When designing an operating model or business architecture, the team are often confronted with the issue of needing to clarify the strategy. For example, how many new service areas is the company planning to develop or how important are back office synergies versus local flexibility and initiative or is product innovation more important than tailored solutions or vice versa?
Why are these kinds of issues not made clear in the strategy? The strategy usually focuses on ambition “we will grow by developing new service areas” or “we will improve margins by exploiting back office synergies” or “we will be market-led”. Strategic plans often fail to explicitly address the dilemmas that are so important to operating model design – “is close to the market more important than technical innovation?” – because leaders are focused on defining a path forward rather than a blueprint for implementation. As those who work on the blueprint get closer to those who develop strategy, there is more potential for these issues to be addressed in the strategic plan. But, currently, in most companies, the enterprise architects or business designers do not usually have much dialogue with the strategic planners while the strategy is being developed.
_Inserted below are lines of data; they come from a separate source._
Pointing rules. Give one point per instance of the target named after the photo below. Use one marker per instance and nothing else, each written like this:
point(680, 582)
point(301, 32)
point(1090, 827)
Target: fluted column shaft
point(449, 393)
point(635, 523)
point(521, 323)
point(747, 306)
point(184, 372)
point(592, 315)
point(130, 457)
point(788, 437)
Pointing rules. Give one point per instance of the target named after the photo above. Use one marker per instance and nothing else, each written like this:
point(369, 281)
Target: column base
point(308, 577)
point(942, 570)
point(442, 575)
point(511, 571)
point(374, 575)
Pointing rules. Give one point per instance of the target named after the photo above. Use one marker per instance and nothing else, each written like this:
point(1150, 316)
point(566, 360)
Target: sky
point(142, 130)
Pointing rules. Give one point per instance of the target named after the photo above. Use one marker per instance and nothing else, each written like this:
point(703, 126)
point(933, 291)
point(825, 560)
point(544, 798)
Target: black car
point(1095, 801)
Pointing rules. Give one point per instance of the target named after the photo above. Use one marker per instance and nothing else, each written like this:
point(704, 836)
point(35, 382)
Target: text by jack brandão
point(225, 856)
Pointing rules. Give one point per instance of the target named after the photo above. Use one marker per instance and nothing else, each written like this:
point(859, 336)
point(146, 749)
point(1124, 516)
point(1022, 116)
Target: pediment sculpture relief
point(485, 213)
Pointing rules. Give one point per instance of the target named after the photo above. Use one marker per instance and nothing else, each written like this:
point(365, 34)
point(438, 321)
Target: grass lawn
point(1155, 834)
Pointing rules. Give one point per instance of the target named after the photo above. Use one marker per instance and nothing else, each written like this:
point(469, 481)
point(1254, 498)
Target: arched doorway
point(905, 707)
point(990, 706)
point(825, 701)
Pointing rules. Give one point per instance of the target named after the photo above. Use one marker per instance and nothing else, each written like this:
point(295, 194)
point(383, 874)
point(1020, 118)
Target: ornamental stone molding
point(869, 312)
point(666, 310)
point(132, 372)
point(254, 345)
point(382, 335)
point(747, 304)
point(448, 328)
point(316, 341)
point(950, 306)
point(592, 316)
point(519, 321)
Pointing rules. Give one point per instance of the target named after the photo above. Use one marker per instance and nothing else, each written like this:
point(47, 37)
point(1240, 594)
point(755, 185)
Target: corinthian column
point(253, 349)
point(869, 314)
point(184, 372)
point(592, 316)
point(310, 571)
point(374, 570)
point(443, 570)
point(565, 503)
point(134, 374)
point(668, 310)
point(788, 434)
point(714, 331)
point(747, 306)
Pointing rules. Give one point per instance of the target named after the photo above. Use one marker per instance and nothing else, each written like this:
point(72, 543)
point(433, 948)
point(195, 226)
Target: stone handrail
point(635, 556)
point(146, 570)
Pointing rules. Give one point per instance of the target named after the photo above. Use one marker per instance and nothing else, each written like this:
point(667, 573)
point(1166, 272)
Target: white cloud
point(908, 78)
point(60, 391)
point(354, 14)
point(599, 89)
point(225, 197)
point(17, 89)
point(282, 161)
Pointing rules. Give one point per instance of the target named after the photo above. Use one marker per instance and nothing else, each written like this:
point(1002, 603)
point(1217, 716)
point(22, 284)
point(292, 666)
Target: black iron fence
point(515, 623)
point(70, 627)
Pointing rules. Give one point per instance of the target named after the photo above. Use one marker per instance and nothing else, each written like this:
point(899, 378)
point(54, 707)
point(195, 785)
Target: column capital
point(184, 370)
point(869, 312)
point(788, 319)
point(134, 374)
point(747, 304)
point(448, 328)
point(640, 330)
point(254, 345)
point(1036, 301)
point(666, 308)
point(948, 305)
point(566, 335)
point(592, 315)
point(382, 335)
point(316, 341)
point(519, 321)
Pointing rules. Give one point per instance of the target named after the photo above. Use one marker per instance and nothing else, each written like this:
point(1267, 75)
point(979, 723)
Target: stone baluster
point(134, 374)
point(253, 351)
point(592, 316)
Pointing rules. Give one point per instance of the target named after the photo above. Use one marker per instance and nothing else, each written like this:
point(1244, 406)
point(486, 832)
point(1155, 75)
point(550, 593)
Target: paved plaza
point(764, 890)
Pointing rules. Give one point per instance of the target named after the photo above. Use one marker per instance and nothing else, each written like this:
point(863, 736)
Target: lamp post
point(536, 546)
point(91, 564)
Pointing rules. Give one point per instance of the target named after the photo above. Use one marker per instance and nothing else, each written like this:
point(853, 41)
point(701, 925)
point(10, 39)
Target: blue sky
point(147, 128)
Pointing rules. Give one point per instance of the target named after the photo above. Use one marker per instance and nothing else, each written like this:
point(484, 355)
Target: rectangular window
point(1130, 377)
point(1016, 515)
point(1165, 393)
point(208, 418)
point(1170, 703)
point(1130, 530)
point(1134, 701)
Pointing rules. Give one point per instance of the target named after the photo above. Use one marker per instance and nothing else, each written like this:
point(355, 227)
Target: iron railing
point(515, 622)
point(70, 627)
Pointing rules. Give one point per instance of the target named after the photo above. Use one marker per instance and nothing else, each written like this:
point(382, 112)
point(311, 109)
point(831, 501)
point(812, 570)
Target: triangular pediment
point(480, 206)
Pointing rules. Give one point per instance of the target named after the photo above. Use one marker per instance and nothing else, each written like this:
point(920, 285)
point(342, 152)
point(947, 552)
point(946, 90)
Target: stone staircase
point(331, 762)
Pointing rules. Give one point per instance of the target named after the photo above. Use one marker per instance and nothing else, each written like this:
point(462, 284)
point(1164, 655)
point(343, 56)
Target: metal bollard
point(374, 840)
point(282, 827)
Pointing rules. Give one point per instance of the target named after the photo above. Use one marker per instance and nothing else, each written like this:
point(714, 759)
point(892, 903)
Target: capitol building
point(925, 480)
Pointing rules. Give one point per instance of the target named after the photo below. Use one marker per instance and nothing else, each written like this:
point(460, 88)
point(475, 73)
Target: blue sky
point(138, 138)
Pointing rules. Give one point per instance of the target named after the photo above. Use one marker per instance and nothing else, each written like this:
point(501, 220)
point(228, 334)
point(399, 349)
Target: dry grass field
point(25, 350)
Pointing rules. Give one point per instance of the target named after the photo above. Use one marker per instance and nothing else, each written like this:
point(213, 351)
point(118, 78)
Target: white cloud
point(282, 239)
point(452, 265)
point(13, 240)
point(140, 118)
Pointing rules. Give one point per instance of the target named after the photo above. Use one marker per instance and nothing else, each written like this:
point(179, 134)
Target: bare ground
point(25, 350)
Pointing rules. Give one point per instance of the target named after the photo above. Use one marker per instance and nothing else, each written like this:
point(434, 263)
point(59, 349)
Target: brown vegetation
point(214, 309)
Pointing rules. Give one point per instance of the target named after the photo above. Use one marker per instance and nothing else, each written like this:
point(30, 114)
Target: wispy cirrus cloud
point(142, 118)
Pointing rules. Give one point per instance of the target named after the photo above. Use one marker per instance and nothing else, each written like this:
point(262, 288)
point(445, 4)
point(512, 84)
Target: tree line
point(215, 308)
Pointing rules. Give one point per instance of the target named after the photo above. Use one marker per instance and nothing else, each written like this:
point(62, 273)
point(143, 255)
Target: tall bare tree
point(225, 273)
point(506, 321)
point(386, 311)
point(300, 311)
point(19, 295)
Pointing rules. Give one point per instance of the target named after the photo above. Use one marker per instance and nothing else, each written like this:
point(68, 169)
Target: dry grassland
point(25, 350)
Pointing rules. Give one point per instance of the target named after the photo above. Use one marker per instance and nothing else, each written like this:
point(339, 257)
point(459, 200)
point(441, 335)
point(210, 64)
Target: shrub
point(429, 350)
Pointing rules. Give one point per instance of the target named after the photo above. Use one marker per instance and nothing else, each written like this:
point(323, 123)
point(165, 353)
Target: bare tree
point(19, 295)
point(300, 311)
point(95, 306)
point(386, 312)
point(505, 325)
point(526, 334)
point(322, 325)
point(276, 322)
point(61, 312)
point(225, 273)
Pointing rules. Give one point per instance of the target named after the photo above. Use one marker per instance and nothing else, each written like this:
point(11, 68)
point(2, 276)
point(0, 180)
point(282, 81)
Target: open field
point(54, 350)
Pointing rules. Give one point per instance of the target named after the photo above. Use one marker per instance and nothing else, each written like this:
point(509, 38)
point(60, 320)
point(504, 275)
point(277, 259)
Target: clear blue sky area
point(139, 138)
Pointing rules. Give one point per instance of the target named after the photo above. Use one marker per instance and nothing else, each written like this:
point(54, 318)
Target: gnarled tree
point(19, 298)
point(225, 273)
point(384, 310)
The best way of solving the problem of unclear strategy is to use scales, laying out the choices that need to be clarified so that the extreme positions are at either end of the scale. So one scale might be market-led versus technology-led. Another scale might be one new service versus six new services. Another scale might be total back office unification versus only unify the low hanging fruit or only unify those activities that do not reduce local flexibility. These scales can then be presented to the strategists or top team for debate. The current strategy can be positioned on these scales where it is clear, helping to expose where more clarity is needed. Also, by laying out the scale, this tool helps strategists realise that they need to explain why a particular choice has been made. It is these reasons why, that are often most helpful to those designing the operating model. (see previous blog on developing good design principles).